Quite by accident, I became the proud owner of a P. audax this fall thanks to a container of grapes from Mexico.  She (I think it's a she) ate flies, molted into white markings, and began to stomp around like a big dog.  I've seen a lot of videos of people handling this species and it looks so easy but I'm afraid she'll jump away or bite me.  I really would like to take some good photos of her because she has some neat markings.

Today I got as far as lifting the lid on her "refrigerator" and snapping a photo of her while she was sitting on it.  She didn't try to escape or anything, though I have read this species is comprised entirely of cat burglar-esque escape artists.  With that in mind, and the way she likes to hang halfway out of her web-pocket and stare creepily at me, I think she doesn't hate me and isn't really scared of me.

So, any tips on overcoming my fear?  Is she likely to jump into my hair (where she will get lost in the fro) or try to escape away into some dark corner she spots, or is she probably going to want to just go "home" if anywhere?  I almost would feel better if someone who was used to handling spiders held her first.  How does one get started with the business of handling spiderkind?  Do I need to just suck it up and hold out my hand for her to jump onto?

This is Amy, who turned around the very second after the camera focused on her.  She doesn't freak out if I stick my hand into her fridge either, though I don't ever get near her pocket.


----------



## MatrixW9 (Dec 23, 2011)

It's Phidippus regius male.

Nice find !

Reactions: Like 1


----------



## scribbles (Dec 23, 2011)

Oh regius eh?  Someone told me it couldn't be regius because it came from Mexico.  Well I'm glad to know, thank you for straightening me out!  How could you tell?  I spent a few weeks trying to figure out male/female, audax/regius.  I can't ever get close enough to the butt to see its texture very well and the palps are so skinny.  I must know how you could tell!

Again, many thanks!


----------



## MatrixW9 (Dec 23, 2011)

It could be audax too... I did not take this into account.
It's male, because it have blue/green fangs.
Maybe someone else try to tell is it regius or audax ?


----------



## Silberrücken (Dec 23, 2011)

Actually, I believe it is a audax/regius cross, as neither audax or regius have the white on the sides of the carapace. (none of mine did, anyway)

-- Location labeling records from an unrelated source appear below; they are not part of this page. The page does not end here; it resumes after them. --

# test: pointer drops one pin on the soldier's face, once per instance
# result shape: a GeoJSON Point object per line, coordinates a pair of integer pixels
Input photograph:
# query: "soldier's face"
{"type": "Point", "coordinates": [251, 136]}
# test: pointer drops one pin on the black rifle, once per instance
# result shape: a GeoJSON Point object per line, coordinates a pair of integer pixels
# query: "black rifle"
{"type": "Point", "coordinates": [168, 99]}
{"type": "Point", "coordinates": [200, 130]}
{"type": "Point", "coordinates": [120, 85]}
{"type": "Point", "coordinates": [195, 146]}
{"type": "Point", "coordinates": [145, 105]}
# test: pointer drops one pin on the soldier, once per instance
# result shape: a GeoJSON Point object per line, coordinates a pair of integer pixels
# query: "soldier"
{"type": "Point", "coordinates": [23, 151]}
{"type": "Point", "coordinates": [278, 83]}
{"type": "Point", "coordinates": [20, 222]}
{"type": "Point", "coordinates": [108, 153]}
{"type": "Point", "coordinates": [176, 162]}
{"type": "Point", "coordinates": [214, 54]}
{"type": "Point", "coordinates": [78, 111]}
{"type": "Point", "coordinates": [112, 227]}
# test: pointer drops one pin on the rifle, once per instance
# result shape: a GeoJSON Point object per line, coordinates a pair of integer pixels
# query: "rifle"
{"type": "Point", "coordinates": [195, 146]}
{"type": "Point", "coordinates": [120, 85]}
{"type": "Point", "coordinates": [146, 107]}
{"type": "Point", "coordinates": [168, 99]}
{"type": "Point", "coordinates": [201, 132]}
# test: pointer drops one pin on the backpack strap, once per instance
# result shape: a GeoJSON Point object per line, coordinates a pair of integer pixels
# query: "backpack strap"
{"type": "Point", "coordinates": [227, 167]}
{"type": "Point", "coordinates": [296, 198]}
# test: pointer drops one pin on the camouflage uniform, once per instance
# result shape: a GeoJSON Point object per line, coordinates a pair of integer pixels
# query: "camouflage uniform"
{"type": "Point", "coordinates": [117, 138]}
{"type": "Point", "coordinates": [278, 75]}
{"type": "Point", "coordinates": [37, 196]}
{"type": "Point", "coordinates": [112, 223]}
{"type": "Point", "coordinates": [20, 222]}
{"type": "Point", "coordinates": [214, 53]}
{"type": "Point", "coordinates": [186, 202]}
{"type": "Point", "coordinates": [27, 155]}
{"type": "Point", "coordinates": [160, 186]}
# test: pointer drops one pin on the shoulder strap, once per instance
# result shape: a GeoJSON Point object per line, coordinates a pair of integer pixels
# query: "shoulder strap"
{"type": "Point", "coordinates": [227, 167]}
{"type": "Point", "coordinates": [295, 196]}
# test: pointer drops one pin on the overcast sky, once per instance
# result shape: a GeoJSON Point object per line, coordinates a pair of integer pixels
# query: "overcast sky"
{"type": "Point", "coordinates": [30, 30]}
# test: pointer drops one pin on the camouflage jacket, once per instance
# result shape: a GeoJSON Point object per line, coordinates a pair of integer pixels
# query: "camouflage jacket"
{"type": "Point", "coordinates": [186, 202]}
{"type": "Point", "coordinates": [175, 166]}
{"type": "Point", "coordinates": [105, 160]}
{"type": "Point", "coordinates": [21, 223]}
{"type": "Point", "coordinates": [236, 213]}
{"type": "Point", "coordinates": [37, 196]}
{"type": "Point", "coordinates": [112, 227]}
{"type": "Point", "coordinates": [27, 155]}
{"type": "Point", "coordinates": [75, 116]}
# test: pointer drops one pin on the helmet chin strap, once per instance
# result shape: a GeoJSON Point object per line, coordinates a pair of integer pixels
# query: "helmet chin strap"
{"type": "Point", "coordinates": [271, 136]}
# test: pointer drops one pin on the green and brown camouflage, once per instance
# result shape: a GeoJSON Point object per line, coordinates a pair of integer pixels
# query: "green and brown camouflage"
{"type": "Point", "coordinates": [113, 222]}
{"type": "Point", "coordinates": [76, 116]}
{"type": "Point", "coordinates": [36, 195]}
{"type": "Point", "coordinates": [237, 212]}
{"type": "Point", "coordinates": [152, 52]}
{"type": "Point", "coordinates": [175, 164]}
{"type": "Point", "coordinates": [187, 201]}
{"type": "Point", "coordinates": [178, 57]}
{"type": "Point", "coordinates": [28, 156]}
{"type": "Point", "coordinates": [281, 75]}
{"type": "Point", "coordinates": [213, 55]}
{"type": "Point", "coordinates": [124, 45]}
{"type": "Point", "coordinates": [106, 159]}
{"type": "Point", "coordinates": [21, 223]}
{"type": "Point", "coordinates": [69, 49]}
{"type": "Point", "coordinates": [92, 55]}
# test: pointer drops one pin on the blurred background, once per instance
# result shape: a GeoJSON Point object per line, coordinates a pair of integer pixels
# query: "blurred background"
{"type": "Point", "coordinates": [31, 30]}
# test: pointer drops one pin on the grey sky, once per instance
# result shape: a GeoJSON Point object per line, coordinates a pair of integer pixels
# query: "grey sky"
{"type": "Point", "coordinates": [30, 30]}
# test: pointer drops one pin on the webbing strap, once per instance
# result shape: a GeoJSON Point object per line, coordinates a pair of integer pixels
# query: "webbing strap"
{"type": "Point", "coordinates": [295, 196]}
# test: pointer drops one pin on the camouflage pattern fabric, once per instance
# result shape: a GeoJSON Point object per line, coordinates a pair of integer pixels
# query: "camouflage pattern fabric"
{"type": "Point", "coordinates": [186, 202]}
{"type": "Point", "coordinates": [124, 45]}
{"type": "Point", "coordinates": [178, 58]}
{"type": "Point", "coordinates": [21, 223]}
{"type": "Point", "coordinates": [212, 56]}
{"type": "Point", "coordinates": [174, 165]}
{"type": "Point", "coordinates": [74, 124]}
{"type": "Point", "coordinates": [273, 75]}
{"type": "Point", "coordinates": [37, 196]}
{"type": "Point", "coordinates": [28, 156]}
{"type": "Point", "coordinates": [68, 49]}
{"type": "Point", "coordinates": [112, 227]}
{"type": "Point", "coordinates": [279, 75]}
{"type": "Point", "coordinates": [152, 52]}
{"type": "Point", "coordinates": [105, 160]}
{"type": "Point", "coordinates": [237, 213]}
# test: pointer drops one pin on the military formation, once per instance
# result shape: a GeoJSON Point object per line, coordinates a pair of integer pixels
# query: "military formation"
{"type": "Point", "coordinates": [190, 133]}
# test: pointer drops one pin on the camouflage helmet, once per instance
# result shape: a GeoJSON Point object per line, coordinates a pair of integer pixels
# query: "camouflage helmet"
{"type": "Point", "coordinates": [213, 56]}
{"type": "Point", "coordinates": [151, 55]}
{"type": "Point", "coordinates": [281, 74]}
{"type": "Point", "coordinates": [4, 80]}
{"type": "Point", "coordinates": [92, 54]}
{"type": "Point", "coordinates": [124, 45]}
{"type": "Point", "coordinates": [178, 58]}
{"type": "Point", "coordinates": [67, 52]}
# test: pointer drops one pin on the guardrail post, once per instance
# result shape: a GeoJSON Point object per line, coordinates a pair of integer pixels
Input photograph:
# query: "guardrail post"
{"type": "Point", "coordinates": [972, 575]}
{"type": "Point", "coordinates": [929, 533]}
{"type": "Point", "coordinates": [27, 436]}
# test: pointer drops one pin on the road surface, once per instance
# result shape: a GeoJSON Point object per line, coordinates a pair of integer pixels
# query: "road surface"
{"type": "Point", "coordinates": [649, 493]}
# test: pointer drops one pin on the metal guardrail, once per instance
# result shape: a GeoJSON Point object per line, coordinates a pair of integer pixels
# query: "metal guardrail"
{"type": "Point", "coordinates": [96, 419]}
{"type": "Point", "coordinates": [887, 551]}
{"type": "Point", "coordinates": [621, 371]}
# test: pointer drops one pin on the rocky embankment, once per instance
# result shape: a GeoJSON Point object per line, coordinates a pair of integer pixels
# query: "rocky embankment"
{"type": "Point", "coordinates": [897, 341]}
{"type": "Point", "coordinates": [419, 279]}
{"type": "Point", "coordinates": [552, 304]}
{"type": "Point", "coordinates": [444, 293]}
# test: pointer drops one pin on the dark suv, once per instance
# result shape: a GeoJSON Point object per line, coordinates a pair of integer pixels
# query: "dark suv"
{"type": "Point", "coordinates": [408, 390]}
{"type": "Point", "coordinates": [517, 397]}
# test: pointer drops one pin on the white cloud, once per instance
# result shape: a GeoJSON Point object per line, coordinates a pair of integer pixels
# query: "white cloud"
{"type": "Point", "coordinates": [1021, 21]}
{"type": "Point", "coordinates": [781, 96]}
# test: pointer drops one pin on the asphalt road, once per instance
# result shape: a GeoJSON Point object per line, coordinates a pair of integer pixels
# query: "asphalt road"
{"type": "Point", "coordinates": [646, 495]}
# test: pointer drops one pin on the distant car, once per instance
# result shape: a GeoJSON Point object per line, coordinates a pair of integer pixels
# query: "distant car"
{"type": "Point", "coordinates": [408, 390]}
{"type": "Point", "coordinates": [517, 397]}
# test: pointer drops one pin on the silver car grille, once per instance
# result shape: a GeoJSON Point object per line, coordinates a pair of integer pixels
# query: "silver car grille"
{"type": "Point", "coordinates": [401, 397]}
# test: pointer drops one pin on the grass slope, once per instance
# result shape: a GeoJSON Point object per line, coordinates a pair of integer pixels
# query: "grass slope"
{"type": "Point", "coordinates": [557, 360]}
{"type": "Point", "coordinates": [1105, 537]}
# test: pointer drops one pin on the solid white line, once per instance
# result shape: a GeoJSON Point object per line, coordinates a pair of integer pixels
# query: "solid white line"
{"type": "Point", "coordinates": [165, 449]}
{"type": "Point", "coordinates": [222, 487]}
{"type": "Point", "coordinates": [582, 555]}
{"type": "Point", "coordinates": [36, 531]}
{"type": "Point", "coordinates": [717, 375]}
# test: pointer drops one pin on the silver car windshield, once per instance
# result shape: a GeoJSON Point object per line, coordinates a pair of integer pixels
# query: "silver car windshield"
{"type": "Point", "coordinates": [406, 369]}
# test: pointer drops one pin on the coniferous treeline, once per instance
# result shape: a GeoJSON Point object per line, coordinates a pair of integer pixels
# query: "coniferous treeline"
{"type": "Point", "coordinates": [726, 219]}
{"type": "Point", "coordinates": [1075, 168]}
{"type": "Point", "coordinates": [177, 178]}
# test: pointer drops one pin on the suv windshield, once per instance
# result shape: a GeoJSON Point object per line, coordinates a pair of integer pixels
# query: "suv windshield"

These jumpers are very active, very inquisitive, and so fun to keep. Not saying that they won't bite-but I have been tagged ONCE in 9 years of breeding/raising them. The bite I got was from a protective female guarding a sac I was unaware of. A bite will surprise you more than hurt you, stressing on that different people react to bites differently.

Be not afraid of these spiders. Jumpers are wonderful and they will keep you entertained. They love to explore and jump everywhere, LOL.

Give it lots of climbing material (sticks, fake flowers/vines, etc) and sprinkle drops of water on plant leaves every few days. I use no substrate for mine, as they rarely go to ground, unless they are on the hunt.

Good luck!

Reactions: Like 1


----------



## darksidemxer (Dec 23, 2011)

i  have 1 that has a sac and my brother has a male  great spiders and they are fun to watch. they are super aware of everything and its cool how they watch u.  mine let me hold them all the time and are pretty relaxed. awesome pets lol


----------



## Ciphor (Dec 23, 2011)

Actually jumping spiders are quite tricky to ID without inspection of the genitalia. Especially Dendryphantinae! 

First I can say you should have zero fear of a bite, has anyone ever been bit by a jumping spider? They have supurb eyesight, because of this they understand how large you are, and there instincts tell them they would lose a biting match.

As for jumping away, you bet! I would say just handle the spider in a place where if they do try and jump away, they wont get far.


----------



## Silberrücken (Dec 24, 2011)

Ciphor said:


> Actually jumping spiders are quite tricky to ID without inspection of the genitalia.


Depends on the species.


----------



## donniedark0 (Dec 24, 2011)

wow your so lucky you have that, I want one so bad. Sell it to me!!


----------



## The Snark (Dec 24, 2011)

If you keep the critter in an enclosure it is possible it will act territorial and attempt to bite you, but that isn't very likely, or a great danger to life and limb. As for handling these, my favorite method is to capture then take to a safe area like the bath tub. I then cajole it into jumping on my arm. The hairs on your arm are like a thick forest to them and seriously slows them down so you can get a good look at them. Similar furry/fuzzy surfaces work. A tabletop covered in velvet material can take the spider many minutes to escape.


----------



## Ciphor (Dec 25, 2011)

Silberrücken said:


> Depends on the species.


Ya I hear a lot of that on sites like these, I'll yield to the expert opinion that 9 out of 10 times you will not accurately ID a spider in the sub-family Dendryphantinae without inspection of the genitalia.


----------



## mark e sic (Dec 27, 2011)

Nice I actually cought an audax yesterday!! my GF spotted from quite a distance and I ran looked at it and ran to get a container with a huge smile on my face!


----------



## Espionage2501 (Jan 1, 2012)

MatrixW9 said:


> It's Phidippus regius male.
> 
> Nice find !


Ditto. P. regius male  nice find, one of my favorites!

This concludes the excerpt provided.